La idea de una crisis que golpea fuertemente a las democracias modernas se ha convertido durante décadas en un tema central de discusión. Las carencias que enfrentan los regímenes se fueron levantando, principalmente, sobre las insuficiencias acumuladas en un sistema de representación, mermado en su función de mediación.
Las distorsiones y deficiencias en el funcionamiento de los canales de conexión entre sociedad y sistema político se expresan bajo la forma de un quiebre del vínculo entre actores políticos y ciudadanía, cuyo origen está en el sistema de partidos y su manifestación final, en una profunda crisis de expectativa social.

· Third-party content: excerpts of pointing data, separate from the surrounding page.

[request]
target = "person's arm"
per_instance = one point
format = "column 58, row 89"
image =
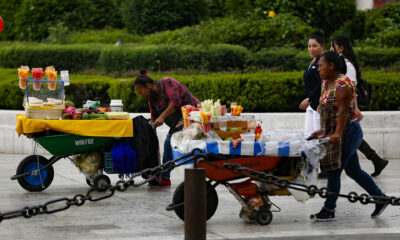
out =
column 168, row 111
column 343, row 99
column 316, row 91
column 171, row 92
column 357, row 111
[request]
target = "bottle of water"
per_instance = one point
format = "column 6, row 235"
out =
column 65, row 77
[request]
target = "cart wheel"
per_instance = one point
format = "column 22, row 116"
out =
column 101, row 182
column 35, row 182
column 89, row 182
column 263, row 216
column 212, row 201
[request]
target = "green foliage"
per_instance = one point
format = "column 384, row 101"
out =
column 166, row 57
column 7, row 12
column 70, row 57
column 322, row 14
column 374, row 27
column 149, row 16
column 251, row 33
column 35, row 18
column 216, row 8
column 384, row 57
column 84, row 88
column 105, row 36
column 285, row 59
column 257, row 92
column 390, row 39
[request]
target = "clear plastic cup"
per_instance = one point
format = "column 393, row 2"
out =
column 65, row 77
column 52, row 77
column 37, row 74
column 23, row 74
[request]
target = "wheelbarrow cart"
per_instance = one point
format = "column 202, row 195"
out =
column 252, row 195
column 64, row 139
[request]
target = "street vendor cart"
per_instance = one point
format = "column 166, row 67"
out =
column 67, row 138
column 284, row 154
column 87, row 136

Es en los aspectos de orden simbólico relacionados con la representación donde se ubica el interés central de este estudio. El escenario es América Latina específicamente Ecuador- considerando que los gobiernos progresistas, de finales de los noventa e inicio del nuevo siglo, parecían aportar elementos para la superación de dicha crisis y la constitución de nuevos vínculos políticos.
Desde los años ochenta, el camino inconcluso entre las transiciones y la consolidación democrática, así como la profunda crisis política y social de los años noventa, fueron generando las condiciones en medio de las cuales emergen una serie de liderazgos y agrupamientos que se asumen como una nueva izquierda o izquierda refundacionista, inserta en procesos críticos que emanan desde la sociedad civil. El progresismo latinoamericano parecía resolver, en principio, muchas de las condiciones que dieron paso a la profunda crisis política que los antecedió.

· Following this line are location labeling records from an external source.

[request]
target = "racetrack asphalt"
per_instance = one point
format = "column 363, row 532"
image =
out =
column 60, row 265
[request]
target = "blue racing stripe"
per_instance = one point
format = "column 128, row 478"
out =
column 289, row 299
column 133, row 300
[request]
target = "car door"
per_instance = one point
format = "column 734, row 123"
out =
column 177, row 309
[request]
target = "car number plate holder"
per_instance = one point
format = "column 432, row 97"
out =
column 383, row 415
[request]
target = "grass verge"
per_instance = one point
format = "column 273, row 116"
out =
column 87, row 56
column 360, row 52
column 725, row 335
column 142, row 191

Frente a la pregunta respecto de cómo es que estas organizaciones llegan al poder con inesperado éxito y logran mantenerse bajo condiciones de significativa popularidad, el caso ecuatoriano resulta sugestivo. Entre 1997 y 2006, Ecuador atravesó una convulsionada etapa en su historia democrática marcada por una elevada conflictividad social, una inestabilidad política recurrente y un progresivo deterioro institucional. El triunfo electoral de Alianza País (AP) en el año 2006 marca un punto de quiebre.
Rafael Correa gana varias elecciones presidenciales consecutivas con un importante porcentaje de votación. Durante sus diez años de gobierno, se mantuvo entre los mandatarios sudamericanos con mayor aprobación ciudadana, su partido contó con predominio parlamentario siempre y sus propuestas tuvieron éxito en Referéndums y Consultas Populares.

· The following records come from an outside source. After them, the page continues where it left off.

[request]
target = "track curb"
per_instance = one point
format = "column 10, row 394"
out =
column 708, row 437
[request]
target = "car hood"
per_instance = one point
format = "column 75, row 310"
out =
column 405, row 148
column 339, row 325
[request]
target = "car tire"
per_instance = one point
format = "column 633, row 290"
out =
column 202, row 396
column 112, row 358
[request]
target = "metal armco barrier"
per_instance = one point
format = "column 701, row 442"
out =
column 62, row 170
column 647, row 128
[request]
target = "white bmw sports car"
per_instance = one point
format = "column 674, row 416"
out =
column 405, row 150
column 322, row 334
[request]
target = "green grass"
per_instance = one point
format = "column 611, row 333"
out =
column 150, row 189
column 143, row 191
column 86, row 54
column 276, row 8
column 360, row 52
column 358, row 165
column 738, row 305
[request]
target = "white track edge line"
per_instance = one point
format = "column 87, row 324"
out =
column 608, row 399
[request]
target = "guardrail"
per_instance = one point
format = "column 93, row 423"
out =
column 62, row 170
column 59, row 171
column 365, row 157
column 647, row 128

De esta manera, se fue consolidando un proyecto hegemónico en el que se desdibujaban los límites entre el gobierno, el Estado y el partido de gobierno. En poco tiempo, el contexto nacional pasa de un estado de crisis de representación a un escenario político caracterizado por un sistema con dinámicas de partido único. Así, la pregunta que guía este trabajo es ¿Qué elementos caracterizan la emergencia y trayectoria de Alianza País, como élite política hegemónica, en un contexto de crisis de representación, entre los años 2005 y 2017? En el marco de un debate teórico amplio, sobre el rol y funcionalidad de los partidos políticos y las condiciones de la democracia representativa, esta tesis procura dilucidar el papel de AP como una élite política emergente- en contextos de crisis.